Belgium gave the green-light to start the procurement on 26 January 2018 and approved a budget of 1.1 billion euros for the six Belgian MCM ships. Besides the Tripartite-class minehunters, the ships will also replace the Belgian logistical support ship .

There were three contenders. A Franco-Belgium consortium made up of French shipbuilders STX France and Socarenam together with Belgium's EDR bid for the 12 new MCM vessels. Their plan included the construction of MCM vessels named Sea Naval Solutions and a multi-role frigate named Deviceseas, which will serve as mothership to the MCM vessels.
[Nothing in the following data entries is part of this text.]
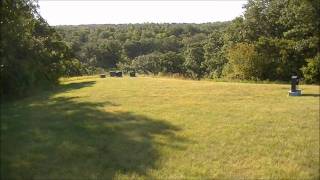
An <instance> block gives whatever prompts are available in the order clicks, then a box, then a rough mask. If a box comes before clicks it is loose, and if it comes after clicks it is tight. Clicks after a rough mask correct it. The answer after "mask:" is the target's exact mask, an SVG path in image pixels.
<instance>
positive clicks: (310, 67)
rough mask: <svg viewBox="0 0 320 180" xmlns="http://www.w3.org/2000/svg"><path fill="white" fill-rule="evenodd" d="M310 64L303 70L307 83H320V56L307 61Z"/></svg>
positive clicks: (304, 66) (306, 66) (302, 70)
mask: <svg viewBox="0 0 320 180" xmlns="http://www.w3.org/2000/svg"><path fill="white" fill-rule="evenodd" d="M307 62H308V64H307V65H306V66H303V67H302V68H301V70H302V73H303V76H304V78H305V81H306V82H308V83H317V84H319V83H320V54H319V53H318V54H317V56H316V57H315V58H311V59H307Z"/></svg>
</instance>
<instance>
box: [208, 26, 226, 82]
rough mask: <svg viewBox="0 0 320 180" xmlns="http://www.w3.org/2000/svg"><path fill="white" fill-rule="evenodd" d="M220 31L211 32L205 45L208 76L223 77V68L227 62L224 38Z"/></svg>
mask: <svg viewBox="0 0 320 180" xmlns="http://www.w3.org/2000/svg"><path fill="white" fill-rule="evenodd" d="M222 35H223V34H222V33H221V32H220V31H214V32H213V33H212V34H210V38H209V40H208V41H207V42H206V44H205V45H204V58H205V61H204V63H203V65H204V67H205V70H206V74H207V76H208V77H211V78H213V77H217V78H219V77H221V75H222V70H223V67H224V65H225V63H226V62H227V60H226V58H225V56H224V50H223V47H224V39H223V36H222Z"/></svg>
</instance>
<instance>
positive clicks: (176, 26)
mask: <svg viewBox="0 0 320 180" xmlns="http://www.w3.org/2000/svg"><path fill="white" fill-rule="evenodd" d="M319 4H320V2H319V0H249V1H248V3H247V4H246V5H245V6H244V8H245V12H244V15H243V16H240V17H237V18H235V19H234V20H232V21H230V22H214V23H205V24H155V23H145V24H121V25H79V26H55V27H50V26H49V25H48V24H47V23H46V21H45V20H44V19H43V18H41V16H40V15H39V13H38V12H37V9H38V7H37V4H36V2H34V1H32V0H17V1H12V0H4V1H2V2H1V12H0V13H1V22H0V23H1V49H0V53H1V81H0V84H1V94H2V95H3V94H4V95H10V94H11V95H16V94H23V93H25V92H26V91H27V90H28V89H30V88H32V87H38V86H43V85H46V86H47V85H48V84H55V83H56V82H57V80H58V78H59V77H61V76H79V75H87V74H95V73H99V72H101V71H108V70H110V69H119V70H122V71H124V72H130V71H135V72H138V73H144V74H153V75H158V74H159V73H160V74H176V75H178V76H184V77H188V78H193V79H201V78H227V79H241V80H271V81H274V80H280V81H288V80H289V79H290V76H291V75H292V74H297V75H298V76H300V77H302V78H303V79H304V81H305V82H306V83H319V81H320V74H319V69H320V53H319V42H320V41H319V35H320V34H319V29H318V28H319V19H320V9H319Z"/></svg>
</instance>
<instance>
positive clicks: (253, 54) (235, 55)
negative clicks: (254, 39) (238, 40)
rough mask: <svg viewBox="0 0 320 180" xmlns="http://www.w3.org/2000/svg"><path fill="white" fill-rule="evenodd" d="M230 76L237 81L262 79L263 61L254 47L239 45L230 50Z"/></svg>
mask: <svg viewBox="0 0 320 180" xmlns="http://www.w3.org/2000/svg"><path fill="white" fill-rule="evenodd" d="M227 58H228V66H227V68H228V71H229V72H228V76H229V77H231V78H236V79H260V78H261V72H262V71H263V70H262V68H263V66H264V64H263V59H262V58H261V57H259V55H258V53H257V52H256V50H255V47H254V45H252V44H248V43H238V44H236V45H235V46H234V47H232V48H230V49H228V54H227Z"/></svg>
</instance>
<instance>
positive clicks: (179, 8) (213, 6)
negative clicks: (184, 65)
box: [39, 0, 247, 25]
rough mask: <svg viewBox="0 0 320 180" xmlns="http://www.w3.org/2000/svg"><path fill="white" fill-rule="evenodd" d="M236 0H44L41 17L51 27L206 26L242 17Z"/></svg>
mask: <svg viewBox="0 0 320 180" xmlns="http://www.w3.org/2000/svg"><path fill="white" fill-rule="evenodd" d="M246 2H247V1H246V0H237V1H230V0H229V1H222V0H220V1H217V0H216V1H181V0H180V1H132V0H131V1H44V0H39V5H40V14H41V15H42V17H43V18H45V19H46V20H47V22H48V23H49V24H50V25H78V24H124V23H145V22H153V23H205V22H215V21H227V20H232V19H233V18H235V17H237V16H239V15H242V13H243V11H244V10H243V9H242V6H243V5H244V4H245V3H246Z"/></svg>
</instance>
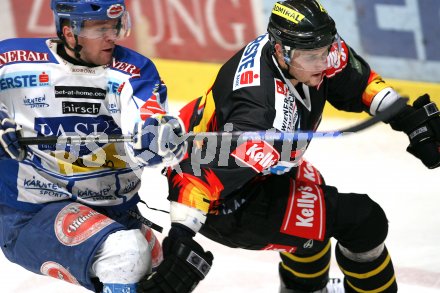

All ships having a strong focus on autonomous systems operations. France's Naval Group and ECA Group established Belgian subsidiary Naval & Robotics to bid for the program. The third group was Imtech Belgium and Damen Group.

On 15 March 2019, the team led by Naval Group was selected to produce the 12 new vessels.